Are bigger ads better?
While the new formats have been well received by publishers and agencies alike, most mainstream press reports quickly surmised that the so-called super-sized ads would be a bigger headache than anything else.
Reuters called it "Creativity in your face," while The Los Angeles Times characterized the shift as, "In-your-face web ad formats popping up all over," making a subtle allusion to digital's most notorious ad unit.
But the emphasis on the size of the ad unit misses the point, says Andreas Combuechen, CEO of Atmosphere, a BBDO agency that has already begun designing campaigns for the larger palette.
"You hear a lot of press about applications, but it all comes down to creative," Combuechen says. "Historically, online hasn't gotten a lot of visibility from a creative prospective. You hardly ever hear someone talk about a banner. But these new ad units have the ability to attract a different level creative."
That different level of creative will also operate in a less cluttered space, according to Horan, who says that publishers are finding that a less-is-more approach is preferable when it comes to selling their premium inventory.
One of those publishers is ESPN.com, which recently agreed to join in OPA's experiment. According to Lisa Valentino, VP of digital sales for ESPN, the big opportunity presented to advertisers is the ability to speak without a lot of competition.
"First and foremost, we are coming back to the idea that context and environment really do matter," Valentino explains. "These ad units are about breaking out of that clutter and leading the industry toward more engaging and innovative creative."
But that's a commitment that won't just be measured by the size of the ad. According to Combuechen, one wild card in all of this is something entirely new that he believes should inspire advertising creativity that rivals -- and surpasses -- other media.
The wild card is a permalink function that allows users to share, save, and return to ads they like -- something that's been nearly impossible for most of the banners currently out there.
But will people save and share ads?
"Yes," says Combuechen, "if the creative is compelling and relevant."
While it may sound like a stretch for those who spend their time dodging banner ads to begin wondering how they can save and share them, the truth is that Combuechen could be on to something. Visit YouTube and type in your favorite television commercial and you're bound to find at least one video (usually more) with thousands, if not millions of views. The reason? The creative is great.
And that's precisely what has agencies like The Visionaire Group so excited. A small, Los Angeles-based creative agency, The Visionaire Group recently launched a super-sized YouTube ad for the new "Fast & Furious" movie.
While the ad wasn't part of the OPA-backed consortium, the agency's CEO Dimitry Ioffe cited the larger palate as a key factor in the campaign's success.
"With more space, we're able to do just so much more," Ioffe says. "For this ad, we started with the full theatrical trailer, which we were able to show in HD right when the user engaged with the ad."

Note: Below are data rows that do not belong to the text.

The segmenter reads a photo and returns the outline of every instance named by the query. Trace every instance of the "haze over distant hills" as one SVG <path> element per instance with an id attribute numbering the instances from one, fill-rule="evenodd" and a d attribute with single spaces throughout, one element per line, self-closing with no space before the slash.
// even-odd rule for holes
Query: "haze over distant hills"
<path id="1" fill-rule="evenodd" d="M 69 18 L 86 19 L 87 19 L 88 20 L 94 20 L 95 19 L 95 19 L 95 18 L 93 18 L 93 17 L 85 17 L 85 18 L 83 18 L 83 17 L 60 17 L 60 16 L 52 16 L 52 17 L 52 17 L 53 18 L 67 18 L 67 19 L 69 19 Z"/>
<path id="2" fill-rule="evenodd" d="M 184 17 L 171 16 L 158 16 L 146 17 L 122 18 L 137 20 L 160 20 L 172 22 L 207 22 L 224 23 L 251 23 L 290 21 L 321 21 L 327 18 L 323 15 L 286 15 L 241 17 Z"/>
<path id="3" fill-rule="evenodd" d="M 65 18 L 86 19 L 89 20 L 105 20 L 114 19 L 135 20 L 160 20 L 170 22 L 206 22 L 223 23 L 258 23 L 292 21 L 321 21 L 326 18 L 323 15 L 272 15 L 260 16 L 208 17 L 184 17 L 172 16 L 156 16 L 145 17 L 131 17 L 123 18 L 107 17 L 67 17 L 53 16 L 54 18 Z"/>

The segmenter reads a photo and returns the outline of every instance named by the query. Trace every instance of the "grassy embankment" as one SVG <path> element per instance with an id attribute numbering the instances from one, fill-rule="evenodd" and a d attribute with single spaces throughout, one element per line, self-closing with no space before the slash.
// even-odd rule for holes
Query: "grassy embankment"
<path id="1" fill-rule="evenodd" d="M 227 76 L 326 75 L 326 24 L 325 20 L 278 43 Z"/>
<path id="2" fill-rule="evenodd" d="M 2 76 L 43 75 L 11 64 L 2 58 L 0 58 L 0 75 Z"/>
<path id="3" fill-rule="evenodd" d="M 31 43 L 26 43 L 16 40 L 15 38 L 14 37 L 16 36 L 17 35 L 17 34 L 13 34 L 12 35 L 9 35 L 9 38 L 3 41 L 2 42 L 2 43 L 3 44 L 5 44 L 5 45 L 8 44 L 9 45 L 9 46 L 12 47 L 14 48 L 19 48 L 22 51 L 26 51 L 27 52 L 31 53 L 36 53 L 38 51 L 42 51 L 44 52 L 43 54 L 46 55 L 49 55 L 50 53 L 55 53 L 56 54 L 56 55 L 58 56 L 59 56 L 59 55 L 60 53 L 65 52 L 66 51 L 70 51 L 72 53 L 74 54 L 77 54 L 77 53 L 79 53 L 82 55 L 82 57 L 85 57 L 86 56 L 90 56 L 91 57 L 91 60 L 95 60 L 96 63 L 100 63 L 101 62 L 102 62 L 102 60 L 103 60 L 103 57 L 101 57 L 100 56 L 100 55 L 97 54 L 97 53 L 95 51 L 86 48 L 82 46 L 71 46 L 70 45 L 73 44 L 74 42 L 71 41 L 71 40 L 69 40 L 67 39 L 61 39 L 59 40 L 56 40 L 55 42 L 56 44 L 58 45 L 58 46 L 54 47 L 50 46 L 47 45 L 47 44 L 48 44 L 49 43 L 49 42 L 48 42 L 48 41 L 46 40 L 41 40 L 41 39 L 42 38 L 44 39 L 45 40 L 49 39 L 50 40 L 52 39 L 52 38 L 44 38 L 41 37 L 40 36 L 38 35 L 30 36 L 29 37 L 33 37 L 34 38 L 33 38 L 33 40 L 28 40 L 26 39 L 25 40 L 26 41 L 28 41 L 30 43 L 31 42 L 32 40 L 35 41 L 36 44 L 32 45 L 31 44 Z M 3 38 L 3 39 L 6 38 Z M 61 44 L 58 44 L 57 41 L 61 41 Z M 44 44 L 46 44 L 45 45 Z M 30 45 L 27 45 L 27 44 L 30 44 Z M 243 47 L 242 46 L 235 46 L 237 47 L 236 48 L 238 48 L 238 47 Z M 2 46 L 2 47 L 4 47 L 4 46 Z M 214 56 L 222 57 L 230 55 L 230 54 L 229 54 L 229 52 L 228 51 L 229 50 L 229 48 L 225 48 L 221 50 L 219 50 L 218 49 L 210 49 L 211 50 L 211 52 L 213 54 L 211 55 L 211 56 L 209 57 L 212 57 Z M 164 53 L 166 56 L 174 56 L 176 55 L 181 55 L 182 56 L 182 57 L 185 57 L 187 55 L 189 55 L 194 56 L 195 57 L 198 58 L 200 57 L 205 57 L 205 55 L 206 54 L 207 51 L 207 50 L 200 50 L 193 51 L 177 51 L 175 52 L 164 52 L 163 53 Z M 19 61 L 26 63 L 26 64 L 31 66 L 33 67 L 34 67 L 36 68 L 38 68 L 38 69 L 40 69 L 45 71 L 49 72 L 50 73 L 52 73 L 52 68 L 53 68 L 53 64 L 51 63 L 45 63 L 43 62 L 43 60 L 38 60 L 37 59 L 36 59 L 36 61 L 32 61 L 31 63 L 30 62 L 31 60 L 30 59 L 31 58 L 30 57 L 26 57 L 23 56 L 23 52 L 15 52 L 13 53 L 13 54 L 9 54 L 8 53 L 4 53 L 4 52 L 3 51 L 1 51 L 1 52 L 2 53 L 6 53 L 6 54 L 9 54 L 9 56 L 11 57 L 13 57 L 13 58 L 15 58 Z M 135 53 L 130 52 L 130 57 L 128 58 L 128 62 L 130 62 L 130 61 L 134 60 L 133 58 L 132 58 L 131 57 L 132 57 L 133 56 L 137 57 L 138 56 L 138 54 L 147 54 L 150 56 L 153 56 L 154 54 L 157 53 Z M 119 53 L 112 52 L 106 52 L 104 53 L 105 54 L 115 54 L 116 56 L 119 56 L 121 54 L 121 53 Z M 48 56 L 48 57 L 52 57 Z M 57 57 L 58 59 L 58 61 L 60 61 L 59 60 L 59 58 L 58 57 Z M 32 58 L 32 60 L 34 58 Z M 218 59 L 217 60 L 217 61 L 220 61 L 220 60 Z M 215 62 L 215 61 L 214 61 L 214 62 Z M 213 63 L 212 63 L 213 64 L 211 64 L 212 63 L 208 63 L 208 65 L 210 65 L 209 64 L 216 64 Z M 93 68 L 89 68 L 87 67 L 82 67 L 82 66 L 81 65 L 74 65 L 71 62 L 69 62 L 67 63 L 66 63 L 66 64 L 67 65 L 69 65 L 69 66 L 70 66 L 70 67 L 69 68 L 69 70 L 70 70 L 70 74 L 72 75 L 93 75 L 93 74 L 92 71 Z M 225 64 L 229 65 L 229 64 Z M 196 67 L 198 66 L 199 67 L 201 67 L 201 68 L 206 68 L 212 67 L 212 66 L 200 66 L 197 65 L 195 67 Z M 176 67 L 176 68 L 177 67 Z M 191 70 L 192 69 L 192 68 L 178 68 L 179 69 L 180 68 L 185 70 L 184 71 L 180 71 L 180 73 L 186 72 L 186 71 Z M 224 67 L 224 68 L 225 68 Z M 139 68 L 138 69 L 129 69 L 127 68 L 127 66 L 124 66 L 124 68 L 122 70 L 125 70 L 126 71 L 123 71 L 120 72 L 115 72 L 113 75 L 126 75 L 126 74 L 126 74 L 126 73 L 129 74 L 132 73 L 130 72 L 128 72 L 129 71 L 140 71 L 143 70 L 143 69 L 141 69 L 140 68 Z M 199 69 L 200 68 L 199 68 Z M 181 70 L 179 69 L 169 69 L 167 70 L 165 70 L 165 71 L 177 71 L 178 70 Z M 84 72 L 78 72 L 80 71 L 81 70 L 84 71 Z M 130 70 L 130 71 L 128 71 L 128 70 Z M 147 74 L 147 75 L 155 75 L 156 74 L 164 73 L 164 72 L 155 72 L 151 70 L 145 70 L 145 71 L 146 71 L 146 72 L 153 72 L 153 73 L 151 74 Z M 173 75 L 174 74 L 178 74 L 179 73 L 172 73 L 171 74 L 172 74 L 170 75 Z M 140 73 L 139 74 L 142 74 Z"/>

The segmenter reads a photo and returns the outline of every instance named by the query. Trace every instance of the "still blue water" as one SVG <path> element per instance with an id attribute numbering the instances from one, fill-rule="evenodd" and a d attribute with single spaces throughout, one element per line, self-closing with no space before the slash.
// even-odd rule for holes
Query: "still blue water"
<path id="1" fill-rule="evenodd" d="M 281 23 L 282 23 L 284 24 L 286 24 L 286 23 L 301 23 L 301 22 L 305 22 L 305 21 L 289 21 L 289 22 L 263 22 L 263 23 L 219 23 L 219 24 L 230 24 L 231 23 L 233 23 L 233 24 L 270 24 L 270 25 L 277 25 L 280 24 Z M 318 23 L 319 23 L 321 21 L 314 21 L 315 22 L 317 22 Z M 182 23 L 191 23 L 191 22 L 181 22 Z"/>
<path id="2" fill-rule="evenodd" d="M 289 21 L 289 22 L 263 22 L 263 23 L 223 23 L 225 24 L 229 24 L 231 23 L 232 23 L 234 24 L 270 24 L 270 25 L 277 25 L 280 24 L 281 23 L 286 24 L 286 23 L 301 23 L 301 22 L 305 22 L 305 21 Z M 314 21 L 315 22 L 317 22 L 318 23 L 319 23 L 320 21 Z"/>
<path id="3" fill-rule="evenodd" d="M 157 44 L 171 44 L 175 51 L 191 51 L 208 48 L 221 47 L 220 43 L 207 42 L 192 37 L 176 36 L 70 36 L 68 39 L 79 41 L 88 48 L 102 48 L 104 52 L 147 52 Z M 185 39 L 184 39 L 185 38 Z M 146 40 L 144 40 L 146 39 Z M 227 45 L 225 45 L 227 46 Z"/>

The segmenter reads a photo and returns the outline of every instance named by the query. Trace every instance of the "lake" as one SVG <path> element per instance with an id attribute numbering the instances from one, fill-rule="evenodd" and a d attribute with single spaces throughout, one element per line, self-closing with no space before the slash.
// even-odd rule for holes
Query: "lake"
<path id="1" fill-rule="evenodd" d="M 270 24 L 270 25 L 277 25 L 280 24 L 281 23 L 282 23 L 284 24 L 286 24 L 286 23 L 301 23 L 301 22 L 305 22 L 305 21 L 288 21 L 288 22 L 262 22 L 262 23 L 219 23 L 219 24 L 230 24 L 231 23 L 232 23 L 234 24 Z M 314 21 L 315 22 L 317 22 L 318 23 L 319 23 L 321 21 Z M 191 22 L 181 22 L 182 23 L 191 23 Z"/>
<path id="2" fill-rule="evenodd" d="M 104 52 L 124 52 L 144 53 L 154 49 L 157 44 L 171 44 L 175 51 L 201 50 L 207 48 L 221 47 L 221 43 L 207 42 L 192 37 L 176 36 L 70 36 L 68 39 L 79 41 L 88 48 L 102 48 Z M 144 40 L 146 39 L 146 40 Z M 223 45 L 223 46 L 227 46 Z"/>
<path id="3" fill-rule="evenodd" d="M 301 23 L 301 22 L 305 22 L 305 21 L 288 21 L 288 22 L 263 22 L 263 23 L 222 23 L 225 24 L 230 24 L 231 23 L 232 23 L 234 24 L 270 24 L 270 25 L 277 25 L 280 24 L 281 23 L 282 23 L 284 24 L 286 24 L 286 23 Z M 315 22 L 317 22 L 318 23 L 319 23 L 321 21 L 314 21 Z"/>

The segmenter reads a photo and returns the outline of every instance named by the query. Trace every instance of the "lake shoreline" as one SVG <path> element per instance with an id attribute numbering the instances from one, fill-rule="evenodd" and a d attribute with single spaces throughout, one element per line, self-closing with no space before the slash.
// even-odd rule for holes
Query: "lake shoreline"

From there, the ad allowed the user to watch more video, such as behind-the-scenes footage and exclusive videos. And for those who exhausted the ad unit's video offerings, there was a desktop widget and a racing game -- all in the same ad unit, all without leaving YouTube.
"It's almost that functionality of a microsite without leaving the publisher's page," Ioffe says, adding that even the most basic campaigns will be able to increase the number of messages a brand is able to put out there."
But beyond the ability to disseminate a range of branded messages, the super-sized ads also mean increased opportunities for publishers to work closely with agencies and marketers, says Jack Rotherham, SVP of strategic sales and partnerships for Metacafe, which isn't part of the OPA test, but has since launched its own custom super-sized ad unit.
"We see a lot more custom ads coming out of these larger units," Rotherham says. "I think that's a good thing because it puts digital on par with other mediums in terms of giving brands a range of touch points in the editorial space where they can connect with users."